Rather than addressing each problem on its own, it's time to think of all these problems as facets of a bigger underlying challenge: how to increase urban productivity to enable both economic growth and more livable cities. By urban productivity, we mean an agenda for both the public and private sectors that would improve the quality and efficiency of urbanization, while moving away from the current focus on maximizing GDP growth of China's cities at any cost.

This approach would require systematically tackling the factors that currently make Chinese cities so inefficient. Urban planners would focus on growing its cities up, not out. Using zoning laws to encourage the more efficient clustering of taller buildings, along with a beefed-up investment in transportation infrastructure, would create more livable city environments while containing land and resource pressures. Policy makers would also devote more attention to managing the demand for resources, rather than simply building supply infrastructure as needed. By introducing peak-hour electricity price premiums, deregulating gas prices, and mandating the use of more energy efficient technologies such as compact fluorescent lighting and light-emitting diodes in the construction of all new buildings, urban China could reduce its energy demand growth and potentially cut oil demand by more than four million barrels per day.

Improved urban productivity will also deliver real financial benefits, particularly to small- and medium-sized cities which are finding the funding of urbanization itself more challenging. Sourcing sufficient funds to provide for adequate infrastructure and to improve public services for migrant populations without raising taxes is a challenge that all urban planners already face. One step will be improving the productivity of the public services that cities deliver. For example, deploying capital investment in transit infrastructure more efficiently through better rail network planning and increasing non-fare revenue, or better managing the more than $100 billion spent annually by local governments on fixed asset expenditures.

Despite the expense and challenges, this kind of holistic strategy is the best—and perhaps the only—way forward. And the benefits could be considerable. Our research suggests that such policies could help reduce government spending in 2025 by more than 1.5 trillion yuan ($215 billion at today's exchange rate) per year, the equivalent of 2.5% of China's projected GDP that year.

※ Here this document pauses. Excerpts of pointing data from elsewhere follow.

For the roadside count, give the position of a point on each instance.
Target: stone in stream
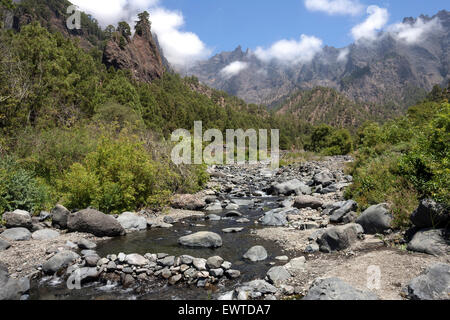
(94, 222)
(296, 265)
(376, 219)
(132, 221)
(10, 288)
(275, 217)
(430, 214)
(199, 264)
(86, 244)
(135, 259)
(433, 284)
(4, 245)
(45, 234)
(256, 253)
(203, 239)
(233, 274)
(232, 230)
(233, 213)
(432, 241)
(16, 234)
(58, 261)
(338, 214)
(214, 262)
(278, 275)
(306, 201)
(339, 238)
(213, 217)
(290, 187)
(188, 202)
(324, 178)
(18, 219)
(60, 215)
(336, 289)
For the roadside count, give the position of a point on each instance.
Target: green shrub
(20, 189)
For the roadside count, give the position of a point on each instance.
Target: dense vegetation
(406, 159)
(75, 132)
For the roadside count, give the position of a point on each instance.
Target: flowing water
(166, 241)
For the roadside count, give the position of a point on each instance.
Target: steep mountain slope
(388, 71)
(326, 105)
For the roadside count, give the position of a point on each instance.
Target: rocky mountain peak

A comprehensive "urban productivity" model is already working—in China, no less. Since 2006, the central city of Wuhan has launched a progressive, transparent performance-management system designed to promote sustainable economic development and raise public-sector productivity. Wuhan has implemented a broader set of performance measures for government entities that reward the reduction of energy consumption, or the design of more environmentally friendly economic development policies. Since these measures have been put into place, Wuhan has reduced energy consumption per unit of GDP by 4.5%, compared with the nationwide average of around 3%, and cut administrative red tape in half. At the same time, GDP growth has increased to 15.5%, from the average 13% growth of previous years.

Through policy direction and incentives, the central government can do much to influence how urbanization plays out in China. But while Beijing plays an important role in guiding the overall direction of urbanization at the national level, it is city leaders who make many of the key decisions that shape the path and pace of urbanization. For the long-term sustainability of China's new urban economy, it is vital that the broad swathe of China's cities—rather than a far-sighted few—adopt an urban productivity agenda. Getting the process right now will be far less costly than attempting to fix problems further down the road.

Jonathan Woetzel is a director in McKinsey's Shanghai office. Janamitra Devan is a senior fellow at the McKinsey Global Institute.